漫然と明日の幸せを待つでなく、積極的に打って出る生き方もある。その典型は企業にある。
自社の製品・商品・サービスを市場に提供し、お客様の幸せ−『顧客満足』−を実現して対価を得、上は株主経営者、下はヒラ社員アルバイトにその家族、の生計をなりたたせている組織。そこには会社の経常利益から営業一人あたりの売上ノルマに至る「予算」がある。
あしたの幸せを約束する「予算」と、マーケットからのシビアな評価である「実績」から算出される「見込」に乖離があればあるほど、会社の幸せは遠のく。と云うわけで、どこの会社でも今期今月の見込管理に血眼になり、現場の希望的観測に基づいた報告を鵜呑みにし、強気な数字を組立てて、後で泣きを見るところも出て来ることになる。
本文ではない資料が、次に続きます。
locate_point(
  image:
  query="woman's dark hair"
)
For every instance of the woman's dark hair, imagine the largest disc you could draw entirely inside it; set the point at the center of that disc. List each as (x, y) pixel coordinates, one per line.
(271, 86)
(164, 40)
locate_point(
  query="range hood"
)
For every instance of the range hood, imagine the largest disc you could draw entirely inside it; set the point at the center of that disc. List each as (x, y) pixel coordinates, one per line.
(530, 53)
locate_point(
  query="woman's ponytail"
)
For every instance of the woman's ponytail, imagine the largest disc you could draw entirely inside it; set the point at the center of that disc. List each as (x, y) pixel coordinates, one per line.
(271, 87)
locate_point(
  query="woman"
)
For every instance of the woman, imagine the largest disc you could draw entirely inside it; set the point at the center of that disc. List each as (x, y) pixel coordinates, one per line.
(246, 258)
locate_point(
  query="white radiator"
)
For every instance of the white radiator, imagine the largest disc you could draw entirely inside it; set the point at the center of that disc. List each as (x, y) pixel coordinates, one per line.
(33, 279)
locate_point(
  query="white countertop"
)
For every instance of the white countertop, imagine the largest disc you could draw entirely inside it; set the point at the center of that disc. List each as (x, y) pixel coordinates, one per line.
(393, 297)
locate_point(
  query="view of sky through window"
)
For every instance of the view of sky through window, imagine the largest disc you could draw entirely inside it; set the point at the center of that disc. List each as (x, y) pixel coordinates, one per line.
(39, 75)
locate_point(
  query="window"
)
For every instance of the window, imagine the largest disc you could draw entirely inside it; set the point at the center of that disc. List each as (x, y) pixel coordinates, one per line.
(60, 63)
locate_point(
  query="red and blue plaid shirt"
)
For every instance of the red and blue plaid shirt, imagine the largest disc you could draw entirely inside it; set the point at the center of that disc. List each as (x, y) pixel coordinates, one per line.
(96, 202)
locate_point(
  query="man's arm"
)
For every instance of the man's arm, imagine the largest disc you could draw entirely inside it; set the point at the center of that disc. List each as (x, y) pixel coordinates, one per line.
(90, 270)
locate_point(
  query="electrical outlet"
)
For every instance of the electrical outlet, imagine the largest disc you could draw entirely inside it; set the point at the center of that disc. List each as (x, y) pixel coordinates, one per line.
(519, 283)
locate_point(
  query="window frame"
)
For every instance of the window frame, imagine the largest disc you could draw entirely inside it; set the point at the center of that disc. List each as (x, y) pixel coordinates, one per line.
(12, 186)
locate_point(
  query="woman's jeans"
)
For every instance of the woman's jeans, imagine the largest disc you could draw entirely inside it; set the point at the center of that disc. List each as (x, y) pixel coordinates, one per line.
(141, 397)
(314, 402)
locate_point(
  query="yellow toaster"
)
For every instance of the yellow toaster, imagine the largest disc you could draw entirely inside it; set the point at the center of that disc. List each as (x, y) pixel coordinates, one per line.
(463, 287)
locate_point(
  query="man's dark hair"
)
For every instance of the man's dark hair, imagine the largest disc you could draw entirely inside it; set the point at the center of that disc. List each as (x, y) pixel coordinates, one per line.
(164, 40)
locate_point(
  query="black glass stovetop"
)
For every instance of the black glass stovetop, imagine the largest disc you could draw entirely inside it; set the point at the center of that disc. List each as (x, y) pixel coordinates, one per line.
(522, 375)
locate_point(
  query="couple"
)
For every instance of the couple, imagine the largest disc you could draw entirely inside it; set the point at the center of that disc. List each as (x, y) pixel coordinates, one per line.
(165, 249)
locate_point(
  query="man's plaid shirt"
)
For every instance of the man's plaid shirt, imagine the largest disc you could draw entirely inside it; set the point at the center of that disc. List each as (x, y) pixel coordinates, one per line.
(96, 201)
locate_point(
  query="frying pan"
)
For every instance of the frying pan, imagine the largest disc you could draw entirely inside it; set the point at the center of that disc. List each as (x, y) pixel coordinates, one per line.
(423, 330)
もっとも、月々の給与さえ受けとってあれば、生計は成り立ってしまうから、従業員個人がそれを意識することは少ない(逆に会社が大儲けしても、従業員への還元が大きくなるわけでもない)。
個人の幸せとは何かを決めるのは難しいが、「生きている」と云う大前提の上に、「自由である」ことが重なっているのは確かなところだろう。それを担保するのは、云うまでもなく「お金」である。
人は働いてお金を稼ぐ。稼ぎが少なくてやってられないと思えば、使うお金を切り詰めるか、稼ぎの良い仕事に替える・仕事を増やすかして、入るお金を増やす道を選ぶ。そして副業・内職を考えることになる。
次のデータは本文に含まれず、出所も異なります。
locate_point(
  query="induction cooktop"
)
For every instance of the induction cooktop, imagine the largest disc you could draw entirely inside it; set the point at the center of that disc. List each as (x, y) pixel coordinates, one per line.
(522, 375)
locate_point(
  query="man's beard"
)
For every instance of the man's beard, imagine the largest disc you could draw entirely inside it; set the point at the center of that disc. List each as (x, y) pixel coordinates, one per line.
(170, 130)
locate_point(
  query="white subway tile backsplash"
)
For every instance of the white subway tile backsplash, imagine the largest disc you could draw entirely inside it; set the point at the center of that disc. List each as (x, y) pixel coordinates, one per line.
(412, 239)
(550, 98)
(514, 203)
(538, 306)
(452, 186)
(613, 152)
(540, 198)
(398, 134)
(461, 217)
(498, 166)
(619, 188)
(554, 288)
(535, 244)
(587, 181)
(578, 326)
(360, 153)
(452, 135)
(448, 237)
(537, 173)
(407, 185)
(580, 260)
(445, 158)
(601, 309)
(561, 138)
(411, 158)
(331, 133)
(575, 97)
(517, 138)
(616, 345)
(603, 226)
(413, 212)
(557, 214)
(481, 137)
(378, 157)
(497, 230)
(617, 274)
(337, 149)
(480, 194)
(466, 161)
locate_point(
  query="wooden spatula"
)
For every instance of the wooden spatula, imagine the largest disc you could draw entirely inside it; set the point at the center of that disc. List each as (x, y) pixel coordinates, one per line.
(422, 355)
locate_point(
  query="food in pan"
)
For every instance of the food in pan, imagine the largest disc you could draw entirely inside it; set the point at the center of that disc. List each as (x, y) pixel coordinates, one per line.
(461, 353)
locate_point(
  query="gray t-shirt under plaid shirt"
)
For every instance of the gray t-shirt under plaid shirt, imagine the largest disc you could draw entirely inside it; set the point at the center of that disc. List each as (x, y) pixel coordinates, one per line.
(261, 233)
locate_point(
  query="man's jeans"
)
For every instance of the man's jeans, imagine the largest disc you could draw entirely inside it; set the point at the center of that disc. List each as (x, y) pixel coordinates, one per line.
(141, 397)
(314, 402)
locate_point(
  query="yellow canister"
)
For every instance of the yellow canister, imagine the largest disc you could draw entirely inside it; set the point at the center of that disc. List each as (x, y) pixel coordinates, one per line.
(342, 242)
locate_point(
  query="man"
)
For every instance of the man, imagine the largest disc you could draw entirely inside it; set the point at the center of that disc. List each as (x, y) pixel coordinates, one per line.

古書市でこんな紙切れを買ってきた。 副業の王座をしむる 養狸業
非常時下に適応する副業は
種タヌキ買入は
生産大の当組合へ
タヌキの養殖である。「とらぬ狸の皮算用」と云うが、自分のところで育てるのである。これなら堅実な「皮算用」が出来る。「非常時下」とあるから、昭和10年前後くらいのものか。
チラシはさらに云う
女子供にも楽々出来る
簡単にして確実なる副業
野菜屑と魚骨と残飯で 楽々飼える 狸さん
安い狸は 失敗の素
誰にでも簡単にできてコストもかからないとは夢のような話である。「狸さん」と昔話のキャラクターを想起させる表記を入れ、親しみやすさのダメ押しをするところも気が利いている。
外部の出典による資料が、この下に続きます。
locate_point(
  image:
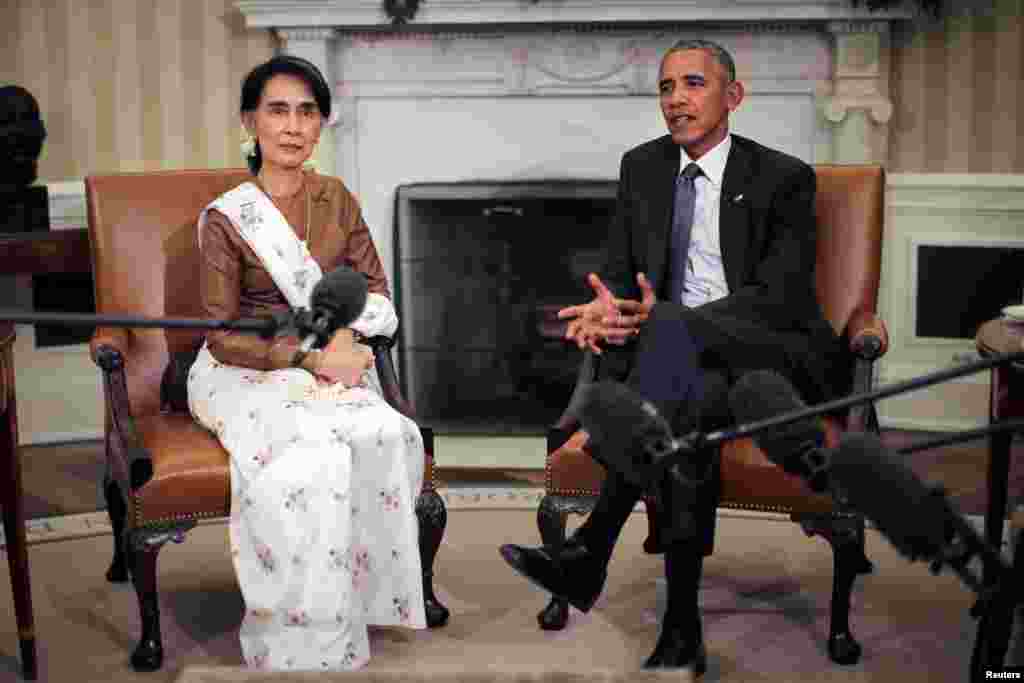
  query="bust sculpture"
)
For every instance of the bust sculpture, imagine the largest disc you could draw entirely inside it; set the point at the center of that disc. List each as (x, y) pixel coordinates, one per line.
(24, 208)
(22, 136)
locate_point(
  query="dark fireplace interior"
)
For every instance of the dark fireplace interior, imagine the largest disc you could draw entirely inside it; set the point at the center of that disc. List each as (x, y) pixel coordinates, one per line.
(481, 267)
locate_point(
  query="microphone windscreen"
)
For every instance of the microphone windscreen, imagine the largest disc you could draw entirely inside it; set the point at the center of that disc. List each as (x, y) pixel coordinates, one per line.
(762, 394)
(341, 294)
(624, 429)
(912, 516)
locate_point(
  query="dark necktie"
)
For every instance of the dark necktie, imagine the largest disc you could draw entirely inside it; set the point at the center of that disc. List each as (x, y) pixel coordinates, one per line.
(682, 223)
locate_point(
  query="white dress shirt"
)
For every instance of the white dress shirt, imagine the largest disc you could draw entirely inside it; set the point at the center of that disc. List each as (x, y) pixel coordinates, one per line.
(705, 273)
簡単確実を謳いながら、「安い狸は失敗の素」と、最後に怖いことが書いてある。失敗するんじゃないか! 広告は云う
種狸は
関東 関西産よりも寒地の東北産が良い
良い狸は
成功の素
タヌキなど、日本全国みな同じかと思っていたら違うのである。なるほど寒い地方産の方が毛も長いだろうから、高く売れるのかも知れぬが、暑い地方で寒地産の生き物を買うのは、エアコンの無い戦前ではどうなのか? それはさておき、関東・関西でも狸養殖をやっていた事を伺わせる記述だ。
石川駅よりバスの便あり約三十分
宮本/竹貫 養狸組合
福島県東白川郡宮本村
組合員二百名を擁し生産仔狸七百頭の見込
組合員一人当たりに直すと、三・五頭だから、一家に一つがい程度のもの。
この資料と一緒に出ていた紙切れも、紹介する(ここで使わないと機会が無い)
種狸分譲申込書
一、種狸 番(つがい)
希望事項
イ、品種
ロ、産地
ハ、色澤
ニ、分譲予定期日
ホ、其他
右ノ通分譲相受度候ニ付申込金相添比段申込候也
冒頭のチラシとは違う発行元なのが惜しいが、タヌキさんの分譲申し込み書である。「種狸」なので、『つがい』単位での申し込みになる。
裏面は分譲規定が記載されている。 種狸分譲規定
一、種狸分譲希望者は親仔の別及頭数牝、牡別を明記し申込下さい、品種、産地、色澤其の他に就き希望条件あらば併せて明記さるること
ニ、分譲は必ず代金引換のこと、希望者多きときは代金到着の順に依ること
三、予約申込は申込金を申受くること、申込金は代金に加算します
四、血統証御希望の方には福島県養狸組合連合会及本組合発行の血統証を差上ます但し実費を請求いたします(約二円位)
五、運賃、荷造費は実費を請求いたします
六、分譲期日は予定の日を御約束いたします其の間に死亡其の他の事故の為分譲不可能となりたる場合は申込金は御返しいたします、其れか為申込人において於て損害を蒙ることありとも其の責に任しません
七、飼育舎の建築や飼育生産等のことは初心者に対し出来得る限り御指導いたします
昭和十一年六月
会津狸副業組合(事務所 会津若松市栄町四一〇番地)
「代金到着の順」に分譲する、と書いておけば急いで送金してくるはずだと云う腹づもりが見えて面白く、引渡し予定日に狸が用意できなければ、返金しますと明記して安心させつつも、損害の責は負わないと予防線を張るのもうまい。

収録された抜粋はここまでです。